Similarities and differences
The political watershed in Ukraine is complex, dividing east and west, Catholic and Orthodox, Russian and Ukrainian speakers, liberal and conservative and chauvinist, those who see strength in integration and those who see weakness. The political watershed in Russia, by contrast, is simple: it runs between those who believe that a better future for the country is possible, and those who do not. Three rouble devaluations in the ‘90s, countless stolen elections and skyrocketing inequality have turned Russians into rugged individualists. When the state appropriated millions of Russians’ pension savings last year, there was hardly a whimper of dismay.
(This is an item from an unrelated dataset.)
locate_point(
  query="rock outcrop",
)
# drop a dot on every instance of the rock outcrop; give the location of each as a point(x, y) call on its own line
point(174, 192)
Citizens who believe in the future of their state are willing to contest it, in the voting booths or at the barricades. They are driven by political passions precisely because those passions matter to them in a very real sense. There are, to be sure, those in Russia who are similarly politically passionate, and some of them support Putin. In the early years of Russian democracy, the dedication to politics ran high. But that passion was never requited by Russia’s political establishment, and it has dissipated. In the more than two decades since the fall of the communism, Russians have learned to prosper not with their state, but despite it. Russians of all social strata—those who retire to town homes in Mayfair and those who can retreat only to their dachas and kitchen tables—live in a kind of Soviet-style divorce from their state, forced for lack of an alternative to continue to share the same space but living independent, mutually spiteful lives.
Russians have learned to prosper not with their state, but despite it…continuing to share the same space but living independent, mutually spiteful lives
Ukrainians, of course, have also learned to defend themselves from the difficulties of the prolonged post-Soviet transition, which in many ways has been worse in Ukraine than in Russia. But the same politics of identity and existential crisis that have made policymaking in Kyiv impossible have, ironically, made politics more relevant to Ukrainians than to Russians. Any Russian politician who decides to base his legitimacy on public support rather than the price of oil will first have to convince his would-be electorate that the state is meaningful. Some, including Aleksey Navalny, have turned to identity politics and nationalism to attempt this but there is little traction there: Russia is diverse on paper but homogeneous in practice.
There is a lesson here for Ukraine, too, particularly for those leaders who feel that the ‘Euromaidan’ has put the wind at their back. Speaking at the Munich Security Conference in late January, opposition leader Arseny Yatseniuk implored Western leaders to provide his people with a new Marshall Plan. Aside from the fact that the West has neither the vision nor the treasure for such a plan, the real danger is in the message sent home to Ukrainians, that salvation comes from Brussels and Washington, not from Kyiv.
Ukrainian leaders have the chance to prove that the state can be worthy of the passions of its citizens. If they fail, Ukraine may end up looking a lot more like Russia.